Do you really need a pressure pot or a vacuum chamber to cast?
That would depend on alot of different factors. What are you trying to make? How much detail is involved? Will a few air bubbles bother you? How picky are you?
The vacuum chamber is used primarily to ensure a good mold. It works on the premise of vacuuming out all the air. Vacuum chambers are an expensive method. The best method, but expensive. A pressure pot works by pressuring up. You essentially compress the air molecules so that they are so small they cannot be seen. This is the method I use. I am quite picky and this method works exceedling well in my opinion.
Before I got a pressure pot, I did make some molds that were quite detailed. But that required a lot of work. I had to use a silicone with a long pot life. I would lift and drop the molds on the table from a few inches up. I would take needles and use them to poke the silicone into tight crevices. I would use my exacto knife and lightly drag it through the silicone after it was poured to break up air bubbles. And by doing all these things, I was able to make some very good non pressurized molds. But I couldnt do any real casting with clear resins. They always had air bubbles no matter what and it bugged me.
The pressure pot helps give me for the most part a very good cast. There is always 1 or 2 casts that dont turn out. Roboid was made with pressurized molds and casts. The pressure pot helps to give good clear casts and it also helps to PUSH the silicone into very tight spaces that simple gravity can't.

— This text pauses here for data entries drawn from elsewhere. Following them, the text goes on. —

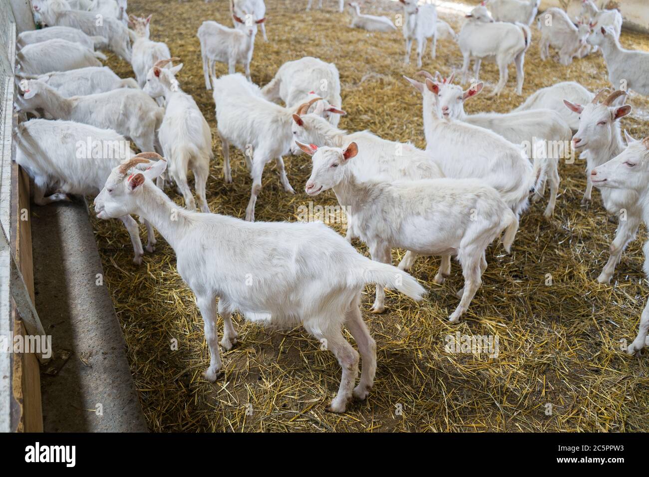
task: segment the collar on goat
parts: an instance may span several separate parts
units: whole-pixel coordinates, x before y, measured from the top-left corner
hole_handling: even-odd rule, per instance
[[[301,116],[303,114],[306,114],[307,112],[309,110],[309,108],[311,107],[312,104],[313,104],[316,101],[319,101],[321,100],[322,98],[317,97],[317,98],[313,98],[308,103],[302,103],[301,104],[300,104],[300,107],[297,108],[297,115],[299,116]]]

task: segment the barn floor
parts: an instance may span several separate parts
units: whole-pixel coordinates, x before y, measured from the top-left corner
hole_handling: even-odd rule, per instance
[[[439,2],[438,2],[439,3]],[[295,12],[294,0],[267,0],[270,40],[256,39],[252,80],[270,81],[285,61],[305,55],[334,62],[340,71],[343,108],[340,127],[369,129],[387,139],[411,141],[424,147],[421,97],[401,75],[418,70],[402,63],[400,31],[369,34],[347,27],[326,0],[323,10]],[[337,3],[336,3],[337,4]],[[393,16],[393,1],[362,2]],[[448,6],[450,2],[443,2]],[[473,3],[473,2],[472,2]],[[164,41],[184,67],[181,87],[193,95],[212,128],[215,158],[208,182],[214,212],[243,217],[251,180],[243,156],[234,152],[234,184],[223,180],[221,144],[215,131],[214,102],[204,89],[196,31],[205,19],[230,25],[223,1],[167,2],[131,0],[130,13],[153,14],[152,38]],[[440,16],[459,31],[462,18],[448,8]],[[496,99],[479,95],[471,111],[508,111],[537,89],[576,80],[591,90],[607,84],[599,55],[567,67],[541,62],[538,32],[525,64],[522,97],[513,93],[514,72]],[[649,50],[649,38],[624,32],[626,47]],[[461,65],[457,46],[441,42],[437,58],[426,54],[424,69],[447,75]],[[111,56],[123,77],[129,66]],[[227,73],[217,64],[217,73]],[[238,71],[241,71],[238,68]],[[495,66],[483,66],[487,90],[498,80]],[[635,137],[649,136],[649,101],[638,95],[623,127]],[[306,156],[286,159],[297,193],[280,187],[274,165],[267,167],[256,207],[258,220],[293,221],[308,205],[302,192],[310,174]],[[215,384],[201,374],[208,362],[202,323],[194,297],[176,272],[173,250],[160,239],[141,267],[131,263],[132,249],[123,227],[115,221],[93,224],[117,316],[129,347],[129,360],[149,428],[153,431],[648,431],[649,360],[620,351],[620,340],[632,340],[647,299],[642,273],[643,240],[629,247],[611,285],[596,277],[607,259],[615,225],[608,222],[599,193],[589,208],[580,206],[585,180],[584,163],[562,164],[557,206],[551,219],[543,217],[545,202],[533,204],[520,222],[509,256],[492,247],[489,268],[469,312],[458,324],[447,317],[456,306],[453,295],[462,284],[456,263],[442,286],[432,283],[438,259],[420,258],[413,275],[430,288],[421,304],[388,292],[388,310],[380,315],[369,308],[373,287],[363,295],[362,310],[378,343],[374,388],[364,402],[334,415],[324,408],[337,389],[340,369],[333,356],[301,328],[267,332],[240,317],[239,343],[223,353],[225,376]],[[178,203],[182,198],[169,191]],[[317,205],[334,205],[331,192]],[[334,225],[341,233],[343,227]],[[356,243],[362,253],[364,245]],[[397,260],[402,251],[395,251]],[[397,263],[396,262],[395,263]],[[548,280],[548,274],[551,275]],[[219,325],[220,326],[220,325]],[[497,358],[445,350],[445,337],[497,336]],[[177,349],[173,343],[177,340]],[[351,341],[351,338],[350,337]],[[548,404],[551,406],[548,406]]]

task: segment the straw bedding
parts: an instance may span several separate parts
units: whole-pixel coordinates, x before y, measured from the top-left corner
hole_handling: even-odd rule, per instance
[[[347,14],[335,12],[337,2],[323,10],[303,11],[304,2],[267,0],[270,40],[256,39],[252,80],[265,84],[285,61],[305,55],[335,62],[340,71],[343,108],[341,127],[369,129],[386,138],[425,147],[421,97],[401,78],[417,71],[402,63],[400,31],[369,34],[347,27]],[[304,5],[302,5],[304,4]],[[296,6],[297,4],[297,6]],[[393,18],[400,11],[390,1],[364,2],[363,11]],[[299,11],[296,11],[298,8]],[[191,94],[212,130],[215,158],[208,182],[214,212],[243,217],[251,179],[243,156],[233,157],[234,184],[224,183],[223,157],[215,130],[214,102],[204,89],[196,31],[205,19],[230,25],[223,1],[167,2],[132,0],[129,12],[153,14],[152,38],[164,41],[184,67],[181,87]],[[459,31],[462,19],[441,17]],[[591,90],[609,86],[600,55],[562,66],[541,62],[538,32],[526,58],[522,97],[513,93],[513,67],[503,93],[478,95],[470,112],[505,112],[537,89],[576,80]],[[649,49],[649,38],[623,32],[628,48]],[[429,45],[430,47],[430,45]],[[414,50],[414,48],[413,48]],[[445,75],[459,69],[461,56],[448,41],[438,43],[437,58],[424,55],[424,68]],[[111,56],[109,66],[123,77],[129,66]],[[241,71],[238,67],[238,71]],[[217,64],[217,74],[227,72]],[[498,80],[493,64],[483,66],[487,91]],[[648,101],[637,95],[622,125],[635,137],[649,135]],[[286,158],[297,193],[282,189],[274,163],[266,167],[256,217],[262,221],[297,219],[298,207],[308,204],[304,184],[310,172],[306,156]],[[442,286],[432,280],[436,258],[420,258],[412,274],[430,289],[422,303],[387,293],[387,310],[368,312],[373,287],[363,297],[362,310],[378,344],[378,370],[367,401],[354,402],[343,415],[326,412],[336,393],[340,369],[334,356],[301,328],[267,332],[235,317],[239,343],[223,353],[225,376],[215,383],[201,373],[209,356],[194,297],[175,269],[173,251],[160,239],[140,267],[131,263],[132,249],[123,227],[115,221],[93,223],[106,279],[121,323],[128,357],[145,415],[153,431],[647,431],[649,361],[620,351],[630,342],[647,298],[642,273],[642,241],[628,247],[611,285],[596,277],[607,259],[615,231],[594,191],[588,208],[580,201],[585,180],[584,163],[562,164],[561,184],[554,216],[545,219],[545,202],[533,204],[521,219],[511,255],[502,247],[488,251],[483,285],[458,324],[447,317],[458,303],[461,273],[454,263]],[[178,203],[175,190],[169,193]],[[314,205],[335,205],[331,192]],[[333,225],[341,233],[340,225]],[[143,230],[142,230],[143,237]],[[367,254],[362,243],[358,249]],[[395,251],[399,259],[403,251]],[[396,262],[395,262],[396,263]],[[548,275],[548,274],[550,274]],[[219,320],[219,326],[222,323]],[[445,337],[497,336],[497,357],[451,353]],[[348,337],[353,344],[350,336]],[[177,345],[176,345],[177,343]],[[548,403],[551,406],[548,406]]]

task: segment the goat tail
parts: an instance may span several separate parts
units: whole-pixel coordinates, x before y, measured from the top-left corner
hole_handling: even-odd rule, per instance
[[[505,235],[502,238],[502,247],[507,253],[509,253],[511,251],[511,244],[514,243],[516,233],[519,231],[519,217],[509,208],[505,209],[505,215],[509,216],[509,225],[505,227]]]
[[[140,89],[140,85],[135,80],[134,78],[124,78],[117,82],[117,88],[131,88],[133,89]]]
[[[356,282],[361,284],[376,284],[378,286],[394,288],[413,300],[419,301],[426,295],[426,290],[410,275],[396,267],[380,262],[374,262],[363,257],[360,267],[360,276]]]

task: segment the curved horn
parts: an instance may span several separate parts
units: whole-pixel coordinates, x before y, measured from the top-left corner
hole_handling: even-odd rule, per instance
[[[308,103],[302,103],[300,104],[300,107],[297,108],[297,116],[301,116],[302,114],[306,114],[306,112],[309,110],[309,108],[313,104],[315,101],[319,101],[322,99],[321,97],[313,98]]]
[[[602,97],[604,96],[607,93],[608,93],[608,92],[610,90],[609,90],[607,88],[604,88],[597,92],[597,94],[595,95],[595,97],[593,98],[593,101],[592,101],[593,104],[596,104],[602,98]]]
[[[428,78],[431,81],[437,81],[437,80],[435,79],[435,77],[434,77],[432,75],[431,75],[428,71],[424,71],[423,69],[422,69],[421,71],[417,71],[417,75],[421,75],[421,76],[425,76],[426,78]]]
[[[617,91],[614,91],[611,95],[610,95],[607,98],[606,98],[603,102],[602,104],[604,106],[611,106],[613,102],[617,99],[620,96],[624,96],[626,94],[626,91],[622,91],[621,90],[618,90]]]
[[[129,172],[129,169],[131,167],[134,167],[137,164],[143,164],[147,162],[150,162],[150,161],[148,159],[143,159],[134,156],[126,162],[119,165],[119,173],[124,175]]]
[[[164,66],[165,65],[166,65],[169,62],[172,62],[172,61],[180,61],[180,58],[179,58],[178,56],[174,56],[173,58],[169,58],[167,60],[158,60],[158,61],[156,61],[155,62],[155,64],[154,64],[153,66],[157,66],[158,68],[162,68],[163,66]]]

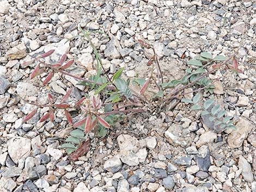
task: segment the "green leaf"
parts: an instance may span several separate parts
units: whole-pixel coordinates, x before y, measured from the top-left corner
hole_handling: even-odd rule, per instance
[[[191,59],[187,62],[188,65],[195,65],[195,66],[203,66],[203,64],[200,61],[196,59]]]
[[[76,129],[71,131],[70,133],[70,135],[76,137],[77,138],[82,138],[84,137],[83,132],[80,129]]]
[[[226,123],[227,122],[228,122],[228,121],[230,120],[230,119],[232,119],[232,116],[227,116],[225,117],[224,117],[223,120],[223,121],[224,122],[224,123]]]
[[[220,121],[219,120],[216,120],[215,122],[214,122],[214,125],[215,126],[217,126],[217,125],[219,125],[220,124],[221,124],[222,122],[221,121]]]
[[[217,55],[214,58],[214,61],[225,61],[226,58],[223,55]]]
[[[202,52],[200,54],[201,57],[204,57],[210,59],[212,59],[212,55],[210,53],[208,52]]]
[[[208,115],[210,113],[209,113],[207,110],[203,110],[201,113],[202,115]]]
[[[118,78],[119,78],[122,74],[123,71],[124,71],[124,67],[120,68],[113,76],[113,80],[115,80]]]
[[[197,60],[200,60],[203,61],[209,61],[209,59],[207,58],[205,58],[204,57],[200,57],[200,56],[196,56],[194,57],[194,59]]]
[[[191,110],[198,110],[201,109],[201,106],[198,104],[194,104],[192,107],[191,107]]]
[[[76,148],[76,147],[74,145],[70,144],[63,144],[60,145],[59,147],[60,148]]]
[[[80,141],[76,137],[69,136],[68,138],[66,138],[66,142],[72,142],[76,144],[79,144],[80,143]]]
[[[107,84],[108,84],[108,83],[106,83],[105,84],[103,84],[103,85],[101,85],[98,89],[97,89],[95,92],[94,92],[94,95],[97,95],[97,94],[99,94],[100,92],[101,92],[102,90],[103,90],[105,88],[106,86],[107,85]]]
[[[210,106],[211,106],[214,102],[214,100],[211,98],[210,100],[207,100],[204,103],[204,108],[205,109],[208,109]]]
[[[193,103],[193,101],[192,101],[191,100],[190,100],[189,98],[182,98],[181,100],[181,101],[182,102],[185,102],[185,103]]]
[[[163,91],[159,91],[157,93],[154,95],[154,97],[163,97]]]
[[[217,112],[218,112],[219,109],[220,109],[220,107],[221,107],[221,106],[220,106],[219,104],[216,104],[215,106],[214,106],[212,109],[211,109],[211,114],[213,114],[213,115],[215,115]]]
[[[70,154],[72,153],[73,152],[74,152],[75,150],[76,150],[75,148],[66,148],[66,152],[68,153],[68,154]]]
[[[226,110],[221,110],[218,113],[217,115],[218,119],[220,119],[226,113]]]
[[[202,67],[197,69],[196,71],[193,71],[192,74],[199,74],[205,73],[206,71]]]
[[[197,103],[200,100],[200,98],[201,97],[201,94],[197,94],[194,97],[193,97],[193,103],[194,104]]]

First and foremost, your mold is only going to be as good as the effort you put into it. Pouring the silicone is the easy part. Setting up the piece to be cast is where it makes or breaks you. Its always a pain for me to make a mold, because I want a good cast. So I take my time. I use a knife to push the clay in and around the piece to be cast. I use light brushes to clean it before making the mold. A friend gave me a halogen magnifying lamp which really helps. But it generally takes me quiet a few hours to prep a piece.
I am making clear Membros weapons for my chess set. These are the molds for them. I like to drill my own holes but decided this time not to. The Hydralaser has a small hole where the hydrapipe fits in. If you zoom in you can see that the pressure pushes the silicone into this hole. Its in the right side of the left half of the mold. Without a pressure pot, Roboid would not have been possible. The clear chest canopy was made using a pressure pot. This gave me an almost perfect mold that even replicated the threads so it could be screwed together.
Do you need a pressure pot? Again it depends upon what you are casting. But for clear resins, better molds and better casts. I would recommend using one. You dont however necessarily need a vacuum chamber. The cost/quality ratio is too high for virtually the same quality product.